The metastasis of the “political plus” formulation reflects the shifting epistemological grounds on which political theory has traditionally taken its ethical stand. While it is beyond the scope of this entry to summarize the main schools of twentieth-century political thought, some brief remarks may help to clarify the linguistic situation. Long gone is the idea of the political as the Aristotelian idea of the inclination toward the bonum apprehensum, that thing that is good in itself, a teleological ethics effectively eviscerated by Hobbes and the Enlightenment. The semantic shift of political might be viewed in light of an Arendtian interpretation of the political long duree, one in which the past, with its defining public sphere of active citizenship - politics as the realm of prudent discourse - was eclipsed by a modernity that had begun to look inward rather than outward, intent on the private pursuit of happiness and wealth. Within this paradigm, increasing inwardness results in a fracturing of political realities. An Arendtian ubi sunt would ask: where has all the substantive political engagement gone? - yet the definitions of public and private assumed by Arendt seem insufficient to describe the recent multiplication of political.
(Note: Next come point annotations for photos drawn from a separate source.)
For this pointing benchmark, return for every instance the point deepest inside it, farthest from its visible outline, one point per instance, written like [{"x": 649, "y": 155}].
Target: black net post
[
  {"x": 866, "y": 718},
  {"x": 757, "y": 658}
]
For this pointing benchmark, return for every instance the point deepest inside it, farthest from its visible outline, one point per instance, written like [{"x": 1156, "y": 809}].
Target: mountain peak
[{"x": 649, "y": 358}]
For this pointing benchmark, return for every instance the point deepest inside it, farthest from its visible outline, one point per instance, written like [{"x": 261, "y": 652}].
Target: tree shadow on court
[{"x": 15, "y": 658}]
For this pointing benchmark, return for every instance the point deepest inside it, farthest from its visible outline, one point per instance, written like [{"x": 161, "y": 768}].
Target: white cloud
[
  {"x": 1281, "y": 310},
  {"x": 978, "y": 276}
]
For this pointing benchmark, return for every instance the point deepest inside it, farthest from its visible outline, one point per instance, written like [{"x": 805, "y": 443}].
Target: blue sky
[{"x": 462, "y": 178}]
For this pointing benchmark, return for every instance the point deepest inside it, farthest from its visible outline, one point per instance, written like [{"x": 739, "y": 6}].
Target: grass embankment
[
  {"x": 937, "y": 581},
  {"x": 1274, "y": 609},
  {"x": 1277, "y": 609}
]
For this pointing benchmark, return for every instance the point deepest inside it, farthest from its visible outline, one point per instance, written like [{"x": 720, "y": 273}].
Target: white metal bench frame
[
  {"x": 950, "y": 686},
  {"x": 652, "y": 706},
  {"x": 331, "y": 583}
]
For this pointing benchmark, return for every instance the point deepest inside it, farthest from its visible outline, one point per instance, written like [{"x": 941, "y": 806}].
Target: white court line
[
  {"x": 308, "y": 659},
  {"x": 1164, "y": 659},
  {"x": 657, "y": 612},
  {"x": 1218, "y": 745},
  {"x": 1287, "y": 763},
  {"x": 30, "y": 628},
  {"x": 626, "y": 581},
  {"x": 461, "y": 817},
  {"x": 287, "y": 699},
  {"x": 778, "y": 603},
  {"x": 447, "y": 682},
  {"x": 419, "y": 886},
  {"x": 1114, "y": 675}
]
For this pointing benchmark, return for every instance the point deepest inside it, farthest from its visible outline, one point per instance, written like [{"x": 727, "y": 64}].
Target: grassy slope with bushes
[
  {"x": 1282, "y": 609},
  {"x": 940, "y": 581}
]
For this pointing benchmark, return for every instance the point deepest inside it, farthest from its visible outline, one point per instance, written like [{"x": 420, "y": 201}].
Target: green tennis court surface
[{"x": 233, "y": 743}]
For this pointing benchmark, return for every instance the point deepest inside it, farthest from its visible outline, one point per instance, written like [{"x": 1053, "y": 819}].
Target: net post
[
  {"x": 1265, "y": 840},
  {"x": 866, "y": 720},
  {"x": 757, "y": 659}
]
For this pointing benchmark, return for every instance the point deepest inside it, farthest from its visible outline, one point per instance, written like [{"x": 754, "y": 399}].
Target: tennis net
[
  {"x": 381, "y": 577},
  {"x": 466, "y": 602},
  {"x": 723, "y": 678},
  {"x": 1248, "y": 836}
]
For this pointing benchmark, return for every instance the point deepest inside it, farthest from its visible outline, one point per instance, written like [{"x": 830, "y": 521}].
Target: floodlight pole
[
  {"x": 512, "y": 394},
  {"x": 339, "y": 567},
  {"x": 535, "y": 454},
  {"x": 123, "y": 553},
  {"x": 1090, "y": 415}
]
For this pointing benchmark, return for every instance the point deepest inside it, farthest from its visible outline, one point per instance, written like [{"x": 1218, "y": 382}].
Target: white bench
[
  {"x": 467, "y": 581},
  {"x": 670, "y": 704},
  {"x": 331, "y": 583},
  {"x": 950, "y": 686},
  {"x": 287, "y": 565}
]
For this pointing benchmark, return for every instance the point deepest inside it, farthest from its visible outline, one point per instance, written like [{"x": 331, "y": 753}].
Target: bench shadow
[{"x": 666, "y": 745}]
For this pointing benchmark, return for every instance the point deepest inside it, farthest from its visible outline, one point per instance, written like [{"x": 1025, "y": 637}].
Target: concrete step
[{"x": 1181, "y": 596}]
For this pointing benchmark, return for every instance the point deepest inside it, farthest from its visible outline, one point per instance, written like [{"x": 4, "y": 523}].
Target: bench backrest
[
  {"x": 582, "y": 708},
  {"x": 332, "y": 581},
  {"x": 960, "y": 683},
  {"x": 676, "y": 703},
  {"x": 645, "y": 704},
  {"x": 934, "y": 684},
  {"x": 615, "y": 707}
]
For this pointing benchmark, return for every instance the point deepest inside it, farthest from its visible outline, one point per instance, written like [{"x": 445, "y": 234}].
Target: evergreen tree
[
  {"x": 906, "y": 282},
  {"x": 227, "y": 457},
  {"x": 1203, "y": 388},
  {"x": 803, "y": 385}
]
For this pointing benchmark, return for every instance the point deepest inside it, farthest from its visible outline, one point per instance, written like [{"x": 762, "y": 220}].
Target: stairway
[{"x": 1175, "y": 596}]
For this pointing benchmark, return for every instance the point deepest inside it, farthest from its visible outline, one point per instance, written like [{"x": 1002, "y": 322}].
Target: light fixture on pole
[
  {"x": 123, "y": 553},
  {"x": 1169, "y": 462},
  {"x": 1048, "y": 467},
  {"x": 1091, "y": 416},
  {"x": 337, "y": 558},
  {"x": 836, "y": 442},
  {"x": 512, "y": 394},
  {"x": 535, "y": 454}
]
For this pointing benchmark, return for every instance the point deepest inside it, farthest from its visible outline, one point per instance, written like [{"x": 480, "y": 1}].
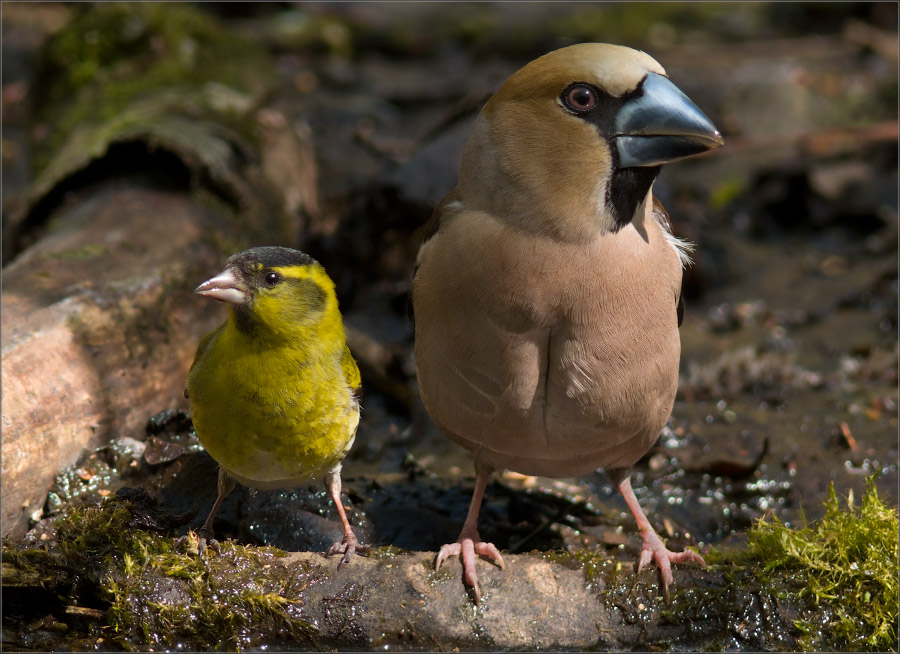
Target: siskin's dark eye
[{"x": 579, "y": 98}]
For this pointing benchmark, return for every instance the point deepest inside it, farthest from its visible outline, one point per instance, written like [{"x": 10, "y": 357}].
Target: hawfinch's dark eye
[{"x": 579, "y": 98}]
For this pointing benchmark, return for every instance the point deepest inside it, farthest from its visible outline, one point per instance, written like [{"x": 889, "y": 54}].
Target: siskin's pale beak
[
  {"x": 225, "y": 287},
  {"x": 662, "y": 125}
]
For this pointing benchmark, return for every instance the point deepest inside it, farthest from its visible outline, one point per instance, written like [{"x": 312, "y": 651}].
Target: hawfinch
[{"x": 546, "y": 295}]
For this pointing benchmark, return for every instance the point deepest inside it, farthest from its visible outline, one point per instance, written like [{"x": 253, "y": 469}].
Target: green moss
[
  {"x": 848, "y": 562},
  {"x": 112, "y": 56},
  {"x": 591, "y": 563},
  {"x": 160, "y": 597}
]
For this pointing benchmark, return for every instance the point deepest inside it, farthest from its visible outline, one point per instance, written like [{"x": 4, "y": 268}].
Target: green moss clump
[
  {"x": 110, "y": 57},
  {"x": 591, "y": 563},
  {"x": 157, "y": 596},
  {"x": 847, "y": 561}
]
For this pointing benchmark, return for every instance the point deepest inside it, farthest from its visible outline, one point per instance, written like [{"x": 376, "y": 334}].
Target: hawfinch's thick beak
[
  {"x": 662, "y": 125},
  {"x": 225, "y": 287}
]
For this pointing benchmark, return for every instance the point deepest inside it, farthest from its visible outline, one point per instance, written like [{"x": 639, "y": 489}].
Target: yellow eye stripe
[{"x": 315, "y": 274}]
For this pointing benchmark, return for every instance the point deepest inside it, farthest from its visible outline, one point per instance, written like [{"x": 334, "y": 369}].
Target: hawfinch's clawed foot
[
  {"x": 654, "y": 549},
  {"x": 466, "y": 548}
]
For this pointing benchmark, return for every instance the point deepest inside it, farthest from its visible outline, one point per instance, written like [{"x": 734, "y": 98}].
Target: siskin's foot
[
  {"x": 347, "y": 546},
  {"x": 468, "y": 545},
  {"x": 654, "y": 549},
  {"x": 198, "y": 542}
]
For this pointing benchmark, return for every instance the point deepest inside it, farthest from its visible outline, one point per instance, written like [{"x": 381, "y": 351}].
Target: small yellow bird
[
  {"x": 274, "y": 391},
  {"x": 547, "y": 291}
]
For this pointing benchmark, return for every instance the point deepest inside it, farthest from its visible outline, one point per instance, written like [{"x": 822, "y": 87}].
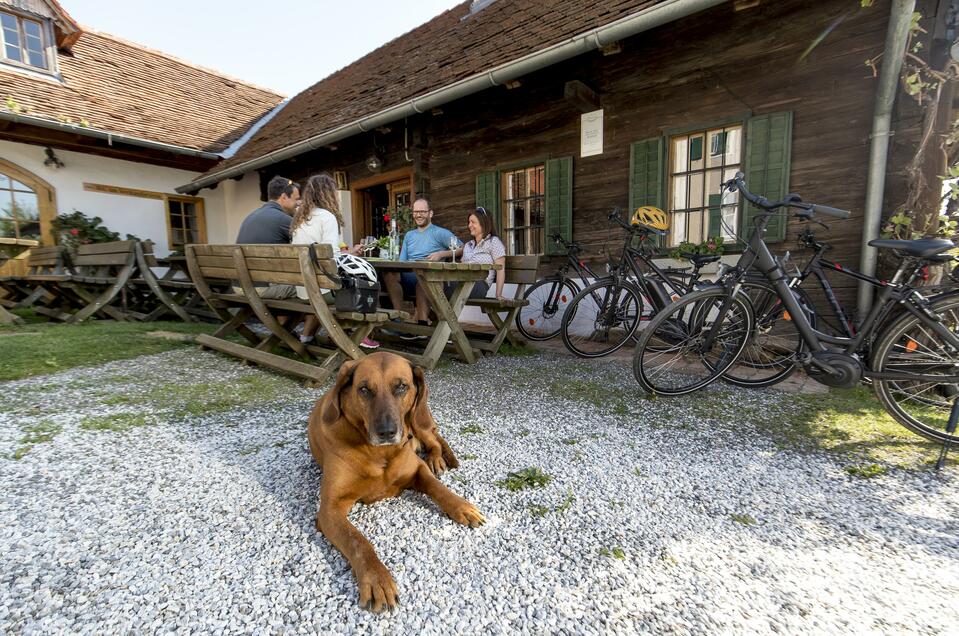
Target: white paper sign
[{"x": 591, "y": 135}]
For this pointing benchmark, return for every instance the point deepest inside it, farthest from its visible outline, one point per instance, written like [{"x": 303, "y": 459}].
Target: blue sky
[{"x": 287, "y": 47}]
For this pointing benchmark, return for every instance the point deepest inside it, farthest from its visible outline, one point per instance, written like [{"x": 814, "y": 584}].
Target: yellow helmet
[{"x": 651, "y": 217}]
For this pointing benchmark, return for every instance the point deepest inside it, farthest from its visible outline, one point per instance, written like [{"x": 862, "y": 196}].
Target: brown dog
[{"x": 365, "y": 434}]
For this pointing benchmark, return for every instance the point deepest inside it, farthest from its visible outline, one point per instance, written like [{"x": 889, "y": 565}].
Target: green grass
[
  {"x": 531, "y": 477},
  {"x": 117, "y": 422},
  {"x": 57, "y": 347}
]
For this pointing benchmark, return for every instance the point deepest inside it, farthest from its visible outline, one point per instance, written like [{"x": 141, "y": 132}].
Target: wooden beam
[{"x": 581, "y": 96}]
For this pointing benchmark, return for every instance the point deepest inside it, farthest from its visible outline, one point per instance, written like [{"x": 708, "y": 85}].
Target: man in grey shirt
[{"x": 270, "y": 223}]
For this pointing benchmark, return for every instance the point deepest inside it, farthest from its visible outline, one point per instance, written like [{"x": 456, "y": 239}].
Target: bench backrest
[
  {"x": 262, "y": 263},
  {"x": 49, "y": 261}
]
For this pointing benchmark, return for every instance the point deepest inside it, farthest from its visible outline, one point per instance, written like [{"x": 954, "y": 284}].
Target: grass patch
[
  {"x": 117, "y": 422},
  {"x": 865, "y": 471},
  {"x": 615, "y": 553},
  {"x": 743, "y": 519},
  {"x": 58, "y": 347},
  {"x": 850, "y": 422},
  {"x": 531, "y": 477}
]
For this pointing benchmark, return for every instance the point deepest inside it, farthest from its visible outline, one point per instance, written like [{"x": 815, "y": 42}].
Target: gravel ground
[{"x": 659, "y": 516}]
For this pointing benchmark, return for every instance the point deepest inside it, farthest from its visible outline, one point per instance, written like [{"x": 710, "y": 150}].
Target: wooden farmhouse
[{"x": 92, "y": 123}]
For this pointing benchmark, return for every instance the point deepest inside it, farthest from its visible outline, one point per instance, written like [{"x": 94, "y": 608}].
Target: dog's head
[{"x": 383, "y": 395}]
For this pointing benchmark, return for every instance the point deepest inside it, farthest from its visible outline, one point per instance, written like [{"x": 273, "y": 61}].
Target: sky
[{"x": 286, "y": 48}]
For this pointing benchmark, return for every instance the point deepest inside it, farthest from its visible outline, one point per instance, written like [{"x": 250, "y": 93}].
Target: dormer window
[{"x": 23, "y": 41}]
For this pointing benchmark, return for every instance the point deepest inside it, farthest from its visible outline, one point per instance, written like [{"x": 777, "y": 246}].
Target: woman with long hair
[{"x": 318, "y": 220}]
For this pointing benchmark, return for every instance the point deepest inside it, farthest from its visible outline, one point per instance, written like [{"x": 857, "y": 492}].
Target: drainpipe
[
  {"x": 897, "y": 34},
  {"x": 111, "y": 137},
  {"x": 649, "y": 18}
]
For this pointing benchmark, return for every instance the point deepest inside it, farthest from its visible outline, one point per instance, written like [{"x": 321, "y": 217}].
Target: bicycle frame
[{"x": 892, "y": 293}]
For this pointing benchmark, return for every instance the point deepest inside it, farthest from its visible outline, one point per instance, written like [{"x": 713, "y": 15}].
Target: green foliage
[
  {"x": 77, "y": 228},
  {"x": 531, "y": 477},
  {"x": 713, "y": 245}
]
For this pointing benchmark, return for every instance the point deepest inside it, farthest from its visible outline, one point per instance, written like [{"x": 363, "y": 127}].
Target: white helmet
[{"x": 355, "y": 266}]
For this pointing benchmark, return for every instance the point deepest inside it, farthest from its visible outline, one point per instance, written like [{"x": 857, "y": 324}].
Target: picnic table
[{"x": 432, "y": 275}]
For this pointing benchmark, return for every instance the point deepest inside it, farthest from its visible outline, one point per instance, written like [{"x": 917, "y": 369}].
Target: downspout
[
  {"x": 897, "y": 35},
  {"x": 652, "y": 17},
  {"x": 110, "y": 137}
]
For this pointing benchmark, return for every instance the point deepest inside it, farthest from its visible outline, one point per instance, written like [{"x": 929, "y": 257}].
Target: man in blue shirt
[{"x": 424, "y": 242}]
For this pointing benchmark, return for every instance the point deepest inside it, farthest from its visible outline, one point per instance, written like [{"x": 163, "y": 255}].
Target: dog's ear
[
  {"x": 331, "y": 409},
  {"x": 421, "y": 415}
]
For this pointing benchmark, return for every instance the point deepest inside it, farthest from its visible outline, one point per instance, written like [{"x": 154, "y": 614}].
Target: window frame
[
  {"x": 704, "y": 128},
  {"x": 199, "y": 213},
  {"x": 48, "y": 47},
  {"x": 505, "y": 229}
]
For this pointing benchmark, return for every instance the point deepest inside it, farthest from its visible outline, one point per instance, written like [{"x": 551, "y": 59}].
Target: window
[
  {"x": 186, "y": 222},
  {"x": 22, "y": 41},
  {"x": 524, "y": 202},
  {"x": 699, "y": 162},
  {"x": 19, "y": 210}
]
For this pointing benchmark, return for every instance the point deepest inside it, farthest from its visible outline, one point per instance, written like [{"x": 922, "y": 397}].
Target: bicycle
[
  {"x": 549, "y": 297},
  {"x": 604, "y": 315},
  {"x": 913, "y": 361}
]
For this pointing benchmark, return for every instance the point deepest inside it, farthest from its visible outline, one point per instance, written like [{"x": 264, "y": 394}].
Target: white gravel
[{"x": 205, "y": 523}]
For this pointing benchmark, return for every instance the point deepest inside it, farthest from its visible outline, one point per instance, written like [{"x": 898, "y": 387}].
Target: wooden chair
[
  {"x": 521, "y": 271},
  {"x": 309, "y": 266},
  {"x": 96, "y": 288},
  {"x": 42, "y": 262}
]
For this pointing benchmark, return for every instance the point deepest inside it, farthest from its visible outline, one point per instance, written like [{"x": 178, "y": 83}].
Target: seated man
[
  {"x": 270, "y": 223},
  {"x": 424, "y": 242}
]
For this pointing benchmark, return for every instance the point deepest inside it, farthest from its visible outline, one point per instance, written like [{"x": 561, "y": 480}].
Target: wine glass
[{"x": 454, "y": 243}]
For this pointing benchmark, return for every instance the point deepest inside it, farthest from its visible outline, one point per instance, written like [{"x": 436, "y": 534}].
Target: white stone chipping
[{"x": 663, "y": 516}]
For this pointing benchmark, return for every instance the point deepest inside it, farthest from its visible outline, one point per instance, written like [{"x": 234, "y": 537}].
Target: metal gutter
[
  {"x": 897, "y": 35},
  {"x": 650, "y": 18},
  {"x": 111, "y": 137}
]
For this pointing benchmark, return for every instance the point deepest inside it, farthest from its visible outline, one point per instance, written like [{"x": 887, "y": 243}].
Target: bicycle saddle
[
  {"x": 701, "y": 259},
  {"x": 921, "y": 248}
]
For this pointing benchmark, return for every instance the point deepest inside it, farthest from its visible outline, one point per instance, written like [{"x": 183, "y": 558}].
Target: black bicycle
[
  {"x": 913, "y": 360},
  {"x": 549, "y": 297},
  {"x": 605, "y": 314}
]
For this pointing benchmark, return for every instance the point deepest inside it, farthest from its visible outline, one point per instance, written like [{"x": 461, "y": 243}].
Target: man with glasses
[{"x": 424, "y": 242}]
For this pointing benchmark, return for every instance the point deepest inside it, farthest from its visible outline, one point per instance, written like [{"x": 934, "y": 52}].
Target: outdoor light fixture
[{"x": 52, "y": 161}]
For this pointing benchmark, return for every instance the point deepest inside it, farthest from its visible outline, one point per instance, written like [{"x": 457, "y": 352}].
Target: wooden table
[{"x": 432, "y": 276}]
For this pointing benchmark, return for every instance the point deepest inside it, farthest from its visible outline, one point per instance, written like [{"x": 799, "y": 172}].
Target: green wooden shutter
[
  {"x": 487, "y": 195},
  {"x": 559, "y": 203},
  {"x": 768, "y": 148},
  {"x": 646, "y": 175}
]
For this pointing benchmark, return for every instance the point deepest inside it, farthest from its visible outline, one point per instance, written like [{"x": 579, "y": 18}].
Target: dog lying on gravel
[{"x": 365, "y": 434}]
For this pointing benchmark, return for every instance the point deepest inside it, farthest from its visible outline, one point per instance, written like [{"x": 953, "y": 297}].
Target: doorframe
[
  {"x": 46, "y": 197},
  {"x": 357, "y": 186}
]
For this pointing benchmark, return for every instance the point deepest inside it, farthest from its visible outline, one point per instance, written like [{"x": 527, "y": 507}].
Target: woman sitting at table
[
  {"x": 484, "y": 247},
  {"x": 317, "y": 219}
]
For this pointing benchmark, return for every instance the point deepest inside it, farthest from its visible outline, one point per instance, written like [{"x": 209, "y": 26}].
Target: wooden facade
[{"x": 720, "y": 66}]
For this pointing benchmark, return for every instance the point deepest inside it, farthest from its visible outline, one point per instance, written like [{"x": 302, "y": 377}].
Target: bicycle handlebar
[{"x": 790, "y": 201}]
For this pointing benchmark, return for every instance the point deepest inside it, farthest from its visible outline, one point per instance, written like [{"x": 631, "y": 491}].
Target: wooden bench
[
  {"x": 520, "y": 271},
  {"x": 26, "y": 290},
  {"x": 96, "y": 288},
  {"x": 309, "y": 266}
]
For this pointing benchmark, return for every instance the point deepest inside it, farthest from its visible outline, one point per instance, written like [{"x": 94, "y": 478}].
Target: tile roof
[
  {"x": 438, "y": 53},
  {"x": 125, "y": 88}
]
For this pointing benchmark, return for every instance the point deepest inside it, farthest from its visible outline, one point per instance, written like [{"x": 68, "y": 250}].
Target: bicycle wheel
[
  {"x": 672, "y": 356},
  {"x": 772, "y": 352},
  {"x": 908, "y": 345},
  {"x": 601, "y": 318},
  {"x": 548, "y": 299}
]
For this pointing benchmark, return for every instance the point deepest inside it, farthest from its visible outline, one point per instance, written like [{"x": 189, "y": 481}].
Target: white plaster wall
[{"x": 146, "y": 218}]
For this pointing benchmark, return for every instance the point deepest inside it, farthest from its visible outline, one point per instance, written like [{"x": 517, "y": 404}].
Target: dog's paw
[
  {"x": 467, "y": 514},
  {"x": 377, "y": 589}
]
What has happened is less that politics has migrated from the public to the private spheres and more that the political can take place in many different arenas, with many different types of agent participating simultaneously. We have moved from the sphere of ‘politics’ to ‘the political’ because the language needs to describe the contingency of shifting assemblages of political actors that do not fall completely or easily within a particular domain of discourse. Those actors may include institutions (the European Union, Burma), individuals (a chancellor), non-governmental collectives (Wikileaks, the IRA), or even non-human actors (global warming). In such a world, the ‘political’ with its ability to follow the dust of migrating geopolitical animals may seem a nimbler alternative to a more static, public sphere-identified ‘politics.’